Scenario: A current or former plan participant names his children the beneficiary of his or her vested account balance. Years later, the participant marries. Prior to his death, the participant engages in some estate planning and names a trust as the new beneficiary of his 401(k) vested account. The participant dies without having changed the beneficiary designation from his two children to the trust. Expecting to receive the account balance, the trustee files a claim for benefits. Clearly, the deceased participant intended the trust to receive the vested account balance. However, the children are the only beneficiaries on file in the plan's administration system. Should the plan administrator pay the benefits to the trust or to the children?
Response: Neither. In accordance with ERISA, because the spouse of a married participant is deemed to be the designated beneficiary unless the spouse has consented in a writing (witnessed by the plan administrator or a notary) to a different beneficiary, the spouse is entitled to the participant's vested account balance.

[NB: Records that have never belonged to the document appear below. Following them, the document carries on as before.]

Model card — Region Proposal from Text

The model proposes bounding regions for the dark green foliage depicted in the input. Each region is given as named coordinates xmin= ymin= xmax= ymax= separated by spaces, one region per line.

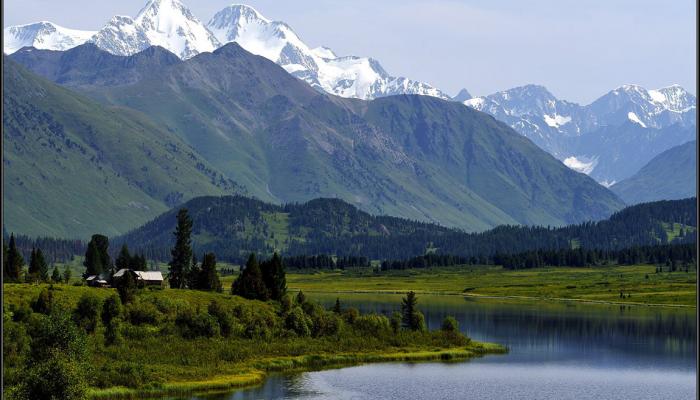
xmin=261 ymin=252 xmax=286 ymax=300
xmin=332 ymin=298 xmax=342 ymax=314
xmin=27 ymin=248 xmax=49 ymax=282
xmin=401 ymin=291 xmax=425 ymax=331
xmin=115 ymin=197 xmax=696 ymax=265
xmin=169 ymin=209 xmax=193 ymax=289
xmin=83 ymin=234 xmax=110 ymax=278
xmin=115 ymin=271 xmax=136 ymax=304
xmin=295 ymin=290 xmax=307 ymax=305
xmin=175 ymin=309 xmax=220 ymax=339
xmin=285 ymin=306 xmax=311 ymax=337
xmin=231 ymin=254 xmax=269 ymax=300
xmin=207 ymin=300 xmax=232 ymax=337
xmin=101 ymin=295 xmax=122 ymax=326
xmin=5 ymin=234 xmax=24 ymax=281
xmin=342 ymin=307 xmax=360 ymax=325
xmin=31 ymin=288 xmax=53 ymax=315
xmin=187 ymin=253 xmax=200 ymax=290
xmin=354 ymin=314 xmax=391 ymax=336
xmin=63 ymin=266 xmax=72 ymax=283
xmin=115 ymin=244 xmax=131 ymax=271
xmin=390 ymin=312 xmax=402 ymax=334
xmin=14 ymin=312 xmax=88 ymax=400
xmin=125 ymin=301 xmax=162 ymax=326
xmin=198 ymin=253 xmax=222 ymax=292
xmin=104 ymin=320 xmax=121 ymax=346
xmin=441 ymin=316 xmax=459 ymax=332
xmin=73 ymin=293 xmax=101 ymax=333
xmin=51 ymin=266 xmax=62 ymax=283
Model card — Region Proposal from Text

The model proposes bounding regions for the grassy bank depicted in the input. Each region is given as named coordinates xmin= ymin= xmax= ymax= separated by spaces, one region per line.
xmin=285 ymin=265 xmax=696 ymax=306
xmin=3 ymin=284 xmax=505 ymax=399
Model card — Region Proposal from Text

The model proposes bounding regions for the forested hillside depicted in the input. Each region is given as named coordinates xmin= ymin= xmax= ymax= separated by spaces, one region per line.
xmin=114 ymin=196 xmax=696 ymax=263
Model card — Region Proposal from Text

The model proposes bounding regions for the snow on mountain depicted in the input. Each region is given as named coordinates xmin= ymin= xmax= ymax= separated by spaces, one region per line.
xmin=206 ymin=4 xmax=450 ymax=100
xmin=3 ymin=22 xmax=95 ymax=54
xmin=464 ymin=83 xmax=696 ymax=184
xmin=90 ymin=0 xmax=219 ymax=59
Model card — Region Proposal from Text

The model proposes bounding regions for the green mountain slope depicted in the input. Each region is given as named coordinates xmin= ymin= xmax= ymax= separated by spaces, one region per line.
xmin=611 ymin=140 xmax=697 ymax=204
xmin=2 ymin=57 xmax=243 ymax=238
xmin=116 ymin=196 xmax=695 ymax=263
xmin=11 ymin=44 xmax=624 ymax=232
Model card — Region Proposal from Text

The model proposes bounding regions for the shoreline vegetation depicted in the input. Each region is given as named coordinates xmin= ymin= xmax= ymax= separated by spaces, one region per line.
xmin=3 ymin=283 xmax=506 ymax=400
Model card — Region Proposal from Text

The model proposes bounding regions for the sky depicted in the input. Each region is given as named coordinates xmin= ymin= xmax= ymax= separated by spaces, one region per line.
xmin=3 ymin=0 xmax=696 ymax=103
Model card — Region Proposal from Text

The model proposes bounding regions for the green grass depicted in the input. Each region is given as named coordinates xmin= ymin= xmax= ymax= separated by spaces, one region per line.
xmin=286 ymin=265 xmax=696 ymax=306
xmin=261 ymin=211 xmax=291 ymax=253
xmin=662 ymin=222 xmax=696 ymax=242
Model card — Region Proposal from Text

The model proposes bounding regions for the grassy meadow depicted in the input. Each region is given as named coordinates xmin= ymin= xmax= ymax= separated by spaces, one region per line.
xmin=283 ymin=265 xmax=696 ymax=307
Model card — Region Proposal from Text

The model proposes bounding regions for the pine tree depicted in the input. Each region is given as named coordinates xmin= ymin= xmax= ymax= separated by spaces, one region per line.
xmin=28 ymin=248 xmax=38 ymax=282
xmin=83 ymin=234 xmax=110 ymax=278
xmin=35 ymin=249 xmax=49 ymax=281
xmin=187 ymin=253 xmax=200 ymax=289
xmin=63 ymin=266 xmax=72 ymax=283
xmin=168 ymin=209 xmax=193 ymax=289
xmin=401 ymin=291 xmax=423 ymax=331
xmin=333 ymin=298 xmax=342 ymax=314
xmin=199 ymin=253 xmax=222 ymax=292
xmin=5 ymin=234 xmax=24 ymax=281
xmin=115 ymin=244 xmax=131 ymax=271
xmin=261 ymin=252 xmax=287 ymax=301
xmin=51 ymin=266 xmax=62 ymax=283
xmin=231 ymin=253 xmax=269 ymax=300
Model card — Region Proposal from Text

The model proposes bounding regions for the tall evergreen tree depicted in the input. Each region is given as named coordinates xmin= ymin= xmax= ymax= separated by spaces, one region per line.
xmin=401 ymin=291 xmax=423 ymax=331
xmin=83 ymin=234 xmax=110 ymax=277
xmin=51 ymin=266 xmax=62 ymax=283
xmin=5 ymin=234 xmax=24 ymax=281
xmin=199 ymin=253 xmax=222 ymax=292
xmin=28 ymin=248 xmax=38 ymax=281
xmin=168 ymin=209 xmax=193 ymax=289
xmin=187 ymin=253 xmax=200 ymax=289
xmin=63 ymin=266 xmax=72 ymax=283
xmin=28 ymin=248 xmax=49 ymax=282
xmin=261 ymin=252 xmax=287 ymax=301
xmin=231 ymin=253 xmax=269 ymax=300
xmin=115 ymin=244 xmax=131 ymax=271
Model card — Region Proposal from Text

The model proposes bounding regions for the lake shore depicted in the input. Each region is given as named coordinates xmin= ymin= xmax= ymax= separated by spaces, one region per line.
xmin=88 ymin=342 xmax=505 ymax=399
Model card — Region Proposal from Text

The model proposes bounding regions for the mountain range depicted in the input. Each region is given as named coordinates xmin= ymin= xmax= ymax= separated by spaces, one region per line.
xmin=4 ymin=0 xmax=695 ymax=188
xmin=463 ymin=84 xmax=696 ymax=185
xmin=5 ymin=42 xmax=623 ymax=238
xmin=611 ymin=141 xmax=697 ymax=205
xmin=4 ymin=0 xmax=448 ymax=101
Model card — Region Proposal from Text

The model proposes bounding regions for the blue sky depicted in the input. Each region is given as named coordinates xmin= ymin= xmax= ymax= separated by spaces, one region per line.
xmin=4 ymin=0 xmax=696 ymax=103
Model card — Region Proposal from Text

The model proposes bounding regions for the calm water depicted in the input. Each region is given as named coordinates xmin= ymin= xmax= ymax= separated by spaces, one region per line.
xmin=184 ymin=294 xmax=696 ymax=400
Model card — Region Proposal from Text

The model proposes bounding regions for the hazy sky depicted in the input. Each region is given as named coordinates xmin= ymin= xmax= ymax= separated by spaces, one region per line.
xmin=4 ymin=0 xmax=696 ymax=103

Here, although the participant intended that the trust be the new beneficiary, because his current spouse did not consent to waive her rights in favor of the trust, she remains entitled to the benefit.

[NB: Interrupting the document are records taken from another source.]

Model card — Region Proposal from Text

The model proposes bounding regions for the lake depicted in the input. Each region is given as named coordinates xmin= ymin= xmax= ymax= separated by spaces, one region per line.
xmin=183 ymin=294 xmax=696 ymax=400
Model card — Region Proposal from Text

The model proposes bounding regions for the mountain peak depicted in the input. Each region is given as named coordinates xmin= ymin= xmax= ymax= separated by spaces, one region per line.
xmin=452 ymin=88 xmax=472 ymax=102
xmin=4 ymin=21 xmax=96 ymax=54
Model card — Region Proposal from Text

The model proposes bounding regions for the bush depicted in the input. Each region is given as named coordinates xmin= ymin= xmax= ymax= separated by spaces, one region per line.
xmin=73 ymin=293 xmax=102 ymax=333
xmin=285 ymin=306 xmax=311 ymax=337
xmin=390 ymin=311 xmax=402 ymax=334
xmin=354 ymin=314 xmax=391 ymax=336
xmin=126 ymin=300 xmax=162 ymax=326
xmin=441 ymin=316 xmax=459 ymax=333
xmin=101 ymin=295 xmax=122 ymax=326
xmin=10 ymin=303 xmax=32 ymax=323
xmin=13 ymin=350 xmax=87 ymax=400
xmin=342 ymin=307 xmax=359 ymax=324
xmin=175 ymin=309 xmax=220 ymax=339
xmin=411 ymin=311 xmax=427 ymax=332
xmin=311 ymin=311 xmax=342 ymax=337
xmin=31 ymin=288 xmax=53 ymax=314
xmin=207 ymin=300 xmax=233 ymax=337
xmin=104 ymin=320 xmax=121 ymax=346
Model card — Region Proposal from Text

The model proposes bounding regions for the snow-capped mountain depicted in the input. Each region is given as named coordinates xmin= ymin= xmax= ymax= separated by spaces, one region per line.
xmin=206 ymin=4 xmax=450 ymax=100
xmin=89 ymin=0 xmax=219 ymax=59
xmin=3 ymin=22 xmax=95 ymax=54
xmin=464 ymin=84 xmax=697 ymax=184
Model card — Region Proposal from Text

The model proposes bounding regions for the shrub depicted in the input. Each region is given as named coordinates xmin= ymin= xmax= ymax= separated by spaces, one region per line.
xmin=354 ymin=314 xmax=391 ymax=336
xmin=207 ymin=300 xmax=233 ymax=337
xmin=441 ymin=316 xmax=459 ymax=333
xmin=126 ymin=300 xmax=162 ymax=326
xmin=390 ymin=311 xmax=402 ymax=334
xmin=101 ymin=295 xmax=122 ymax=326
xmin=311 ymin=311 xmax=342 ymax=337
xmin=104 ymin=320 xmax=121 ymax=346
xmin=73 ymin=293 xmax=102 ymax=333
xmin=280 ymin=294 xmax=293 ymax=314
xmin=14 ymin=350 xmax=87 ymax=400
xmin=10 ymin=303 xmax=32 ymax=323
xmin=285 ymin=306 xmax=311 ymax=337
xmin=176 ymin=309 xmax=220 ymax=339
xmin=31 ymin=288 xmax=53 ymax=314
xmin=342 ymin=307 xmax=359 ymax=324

Action: The scenario above is not uncommon. The failure to update beneficiary designations can result in the decedent's intent not being carried out. Because plan administrators, as ERISA fiduciaries, are compelled to follow the terms of the plan and the requirements of ERISA when deciding benefit claims, all employees should be encouraged to review and update all 401(k) plan and group life insurance plan beneficiary designations. Ideally, employers would know when a life event occurs and contact the employee. However, because plan administrators may not know every employee's life events as they occur, we recommend that employers remind employees to confirm their beneficiary designations every year during annual enrollment. Whether the 401(k) account balance or the life insurance benefit is a minimal amount or several hundred thousand dollars, the payment of such benefits to an "unanticipated" beneficiary can lead to heated conversations, unnecessary litigation and legal fees.